Actually,@thamimzahin,the idea which you have is the main concept of convex hull.
http://mathworld.wolfram.com/ConvexHull.html
Last edited by Absur Khan Siam on Mon Mar 06, 2017 4:46 pm, edited 1 time in total.

Posts: 161
Joined: Mon Mar 28, 2016 6:21 pm

### Re: Don't Intersect Please :D

@thamimzahin I seem to remember to have taught you the concept of a convex hull.

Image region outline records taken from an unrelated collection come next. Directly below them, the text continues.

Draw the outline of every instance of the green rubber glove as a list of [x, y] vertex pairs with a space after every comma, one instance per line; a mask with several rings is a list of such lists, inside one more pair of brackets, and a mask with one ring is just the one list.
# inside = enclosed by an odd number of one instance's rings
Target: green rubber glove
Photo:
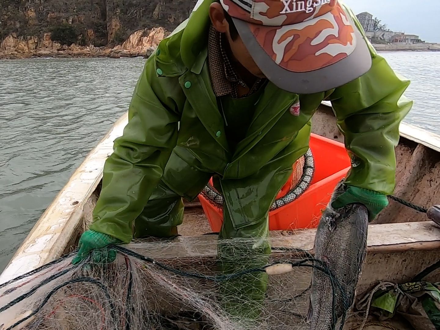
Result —
[[359, 203], [368, 210], [368, 220], [372, 221], [379, 213], [388, 206], [388, 198], [385, 195], [372, 190], [348, 186], [345, 192], [337, 197], [331, 207], [335, 209], [348, 204]]
[[122, 241], [106, 234], [90, 229], [86, 231], [81, 235], [78, 245], [80, 249], [77, 256], [72, 260], [72, 263], [74, 265], [77, 264], [87, 257], [92, 251], [92, 258], [94, 262], [103, 264], [113, 262], [116, 259], [116, 250], [105, 248], [110, 244], [120, 244], [122, 242]]

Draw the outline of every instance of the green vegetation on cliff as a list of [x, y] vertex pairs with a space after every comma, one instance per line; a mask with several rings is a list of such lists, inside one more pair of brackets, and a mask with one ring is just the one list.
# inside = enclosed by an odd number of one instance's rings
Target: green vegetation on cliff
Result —
[[[170, 31], [186, 19], [196, 0], [1, 0], [0, 41], [55, 33], [68, 44], [121, 43], [137, 30]], [[70, 27], [68, 28], [69, 26]], [[54, 40], [53, 38], [52, 40]]]

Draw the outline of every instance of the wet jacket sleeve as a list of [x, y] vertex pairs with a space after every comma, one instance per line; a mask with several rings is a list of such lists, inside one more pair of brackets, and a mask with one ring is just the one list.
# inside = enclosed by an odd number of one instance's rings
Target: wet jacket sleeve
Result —
[[372, 57], [368, 72], [335, 89], [328, 99], [352, 158], [346, 183], [390, 194], [395, 186], [399, 125], [412, 102], [403, 95], [409, 81], [374, 51]]
[[128, 122], [105, 162], [90, 229], [129, 242], [132, 223], [158, 183], [175, 147], [183, 101], [178, 78], [158, 77], [147, 61], [128, 109]]

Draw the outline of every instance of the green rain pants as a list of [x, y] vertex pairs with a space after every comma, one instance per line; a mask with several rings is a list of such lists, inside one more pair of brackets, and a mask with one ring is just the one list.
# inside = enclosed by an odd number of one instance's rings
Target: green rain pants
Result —
[[[218, 270], [230, 274], [267, 264], [271, 253], [268, 239], [269, 209], [291, 173], [292, 165], [308, 149], [310, 132], [310, 125], [306, 125], [292, 142], [289, 150], [277, 155], [276, 159], [250, 177], [222, 181], [214, 176], [214, 186], [224, 195], [221, 187], [230, 187], [231, 181], [233, 181], [232, 185], [239, 190], [255, 191], [254, 203], [257, 203], [258, 207], [263, 207], [265, 213], [248, 224], [238, 226], [235, 223], [235, 225], [231, 217], [231, 212], [224, 199], [223, 224], [219, 235], [217, 249]], [[197, 168], [188, 165], [179, 156], [184, 152], [179, 147], [173, 151], [162, 179], [135, 221], [135, 237], [148, 235], [162, 238], [176, 235], [177, 226], [183, 221], [182, 198], [190, 200], [196, 198], [214, 175], [201, 170], [200, 164]], [[290, 165], [279, 165], [286, 164], [286, 159], [289, 160]], [[194, 164], [195, 161], [192, 160], [191, 163]], [[264, 182], [270, 183], [265, 189], [260, 189], [257, 195], [258, 188], [264, 186]], [[238, 239], [229, 240], [231, 238]], [[245, 239], [240, 241], [240, 238]], [[265, 273], [253, 273], [219, 283], [220, 295], [223, 298], [221, 302], [226, 311], [240, 318], [257, 318], [264, 302], [267, 280]]]

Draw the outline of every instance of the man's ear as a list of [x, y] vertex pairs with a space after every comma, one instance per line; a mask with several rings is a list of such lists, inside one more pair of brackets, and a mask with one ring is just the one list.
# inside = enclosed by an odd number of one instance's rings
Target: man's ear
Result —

Did you forget already?
Frankly, my dear, I don't give a damn.

Absur Khan Siam
Posts: 61
Joined: Tue Dec 08, 2015 4:25 pm
Location: Bashaboo , Dhaka

### Re: Don't Intersect Please :D

I think 70% or more are introduced to convex hull by this 'rubber-band' concept.

Posts: 161
Joined: Mon Mar 28, 2016 6:21 pm

### Re: Don't Intersect Please :D

Related Problem,
Given \$2n\$ points in a plane with no three collinear, with \$n\$ red points and \$n\$ blue points, prove that
there exists a pairing of the red and blue points such that the \$n\$ segments joining each pair are pairwise
non-intersecting.
Frankly, my dear, I don't give a damn.

Thanic Nur Samin
Posts: 176
Joined: Sun Dec 01, 2013 11:02 am

### Re: Don't Intersect Please :D

Thamim Zahin wrote:Given \$2n\$ points in the plane with no three collinear, show that it is possible to pair them up in such a way that the \$n\$ line segments joining paired points do not intersect.
Here is my take.

Take all possible pairings of the points, and select the one with minimum sum of the length of the segments. Due to the triangle inequality, the segments do not intersect.

The argument works in Ittihad's problem as well.
Hammer with tact.

Because destroying everything mindlessly isn't cool enough.